After Disasters, Glenmary Missions' Care for Neighbors Is a Constant
Tornadoes and storms ripped through northeast Mississippi again in late April 2011, bringing death, injury, destruction and trauma—with the heaviest damage in Monroe and Chickasaw counties. The tornadoes claimed 14 residents' lives in Monroe and three in Chickasaw. Others saw their homes and businesses damaged or destroyed and their lives upended. And the long road to recovery began.
In the wake of this natural disaster—and several others that have recently struck rural Glenmary counties in three states—Glenmary missions and missioners, as well as Catholic Charities teams, have been among those consistently serving the people in need. Providing this assistance is both challenging and critical, because mission counties are remote and isolated and have limited economic resources. As in the past, the caring Catholic presence and help have made a lasting difference.

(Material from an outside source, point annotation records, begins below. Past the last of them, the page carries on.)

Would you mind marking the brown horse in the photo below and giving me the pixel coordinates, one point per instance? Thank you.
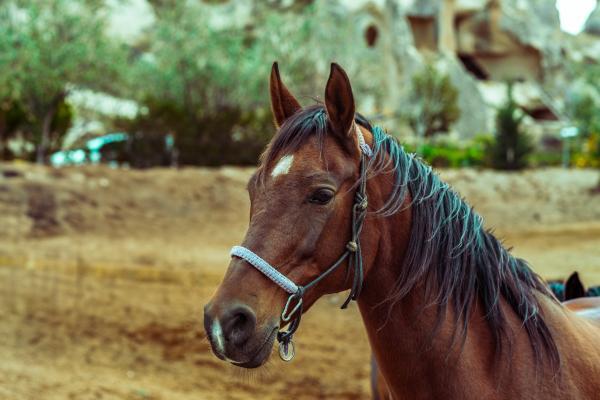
(449, 312)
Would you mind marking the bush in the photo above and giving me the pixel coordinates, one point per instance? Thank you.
(434, 102)
(448, 154)
(511, 146)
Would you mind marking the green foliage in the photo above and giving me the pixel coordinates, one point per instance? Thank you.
(47, 47)
(453, 154)
(208, 85)
(511, 146)
(434, 102)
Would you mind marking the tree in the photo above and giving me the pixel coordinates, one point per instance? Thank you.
(52, 46)
(207, 83)
(511, 146)
(432, 102)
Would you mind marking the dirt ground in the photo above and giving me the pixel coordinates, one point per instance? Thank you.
(103, 275)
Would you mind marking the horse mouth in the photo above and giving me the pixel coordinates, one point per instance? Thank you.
(261, 355)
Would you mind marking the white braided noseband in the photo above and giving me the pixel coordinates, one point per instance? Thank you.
(253, 259)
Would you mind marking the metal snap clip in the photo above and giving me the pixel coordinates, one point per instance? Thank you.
(352, 246)
(287, 351)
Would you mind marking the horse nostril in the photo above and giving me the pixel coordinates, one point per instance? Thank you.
(239, 324)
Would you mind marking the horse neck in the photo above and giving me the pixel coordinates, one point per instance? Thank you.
(417, 365)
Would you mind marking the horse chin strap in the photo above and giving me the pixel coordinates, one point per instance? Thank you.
(292, 312)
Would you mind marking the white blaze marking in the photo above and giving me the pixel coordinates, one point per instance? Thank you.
(283, 166)
(217, 335)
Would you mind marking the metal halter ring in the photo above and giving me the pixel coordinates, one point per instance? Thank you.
(286, 314)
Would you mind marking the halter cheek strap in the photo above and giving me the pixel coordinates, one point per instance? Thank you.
(292, 312)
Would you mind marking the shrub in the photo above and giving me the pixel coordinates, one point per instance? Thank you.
(511, 146)
(434, 102)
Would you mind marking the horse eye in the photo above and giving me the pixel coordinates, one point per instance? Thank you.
(321, 196)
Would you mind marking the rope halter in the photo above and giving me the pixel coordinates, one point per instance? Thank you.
(292, 311)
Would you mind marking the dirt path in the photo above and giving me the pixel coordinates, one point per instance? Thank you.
(102, 284)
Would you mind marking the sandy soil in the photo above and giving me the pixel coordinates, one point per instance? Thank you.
(103, 275)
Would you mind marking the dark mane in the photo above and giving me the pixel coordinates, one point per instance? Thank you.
(449, 251)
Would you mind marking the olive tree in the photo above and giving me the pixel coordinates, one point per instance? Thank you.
(51, 47)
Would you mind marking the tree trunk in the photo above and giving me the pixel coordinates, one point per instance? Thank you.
(3, 137)
(45, 139)
(47, 127)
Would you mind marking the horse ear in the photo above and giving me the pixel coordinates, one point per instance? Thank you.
(283, 103)
(573, 287)
(339, 101)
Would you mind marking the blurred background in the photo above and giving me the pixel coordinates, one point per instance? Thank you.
(128, 130)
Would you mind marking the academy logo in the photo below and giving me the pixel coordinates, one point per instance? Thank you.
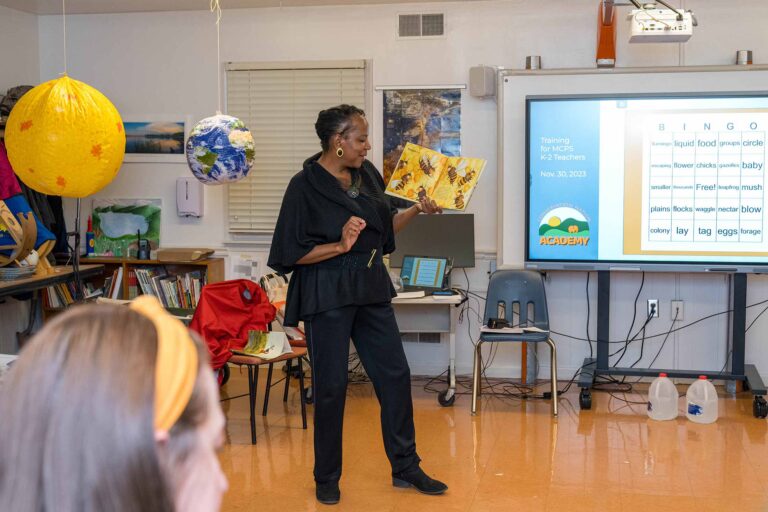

Tornadoes in Northeast Mississippi, 2011
One of the newest Catholic Charities staff members in the Jackson (Miss.) diocese is Barbara Marsh, a disaster area coordinator who is currently working in counties struck by the recent tornadoes. She's also a very active parishioner at Glenmary's Pontotoc mission. Catholic Charities' goal is to help victims get the wide range of assistance they need, from medical care, food, shelter, clothing, cleanup and psychological counseling to help with applying for assistance funding. And Barbara has been instrumental in facilitating this process.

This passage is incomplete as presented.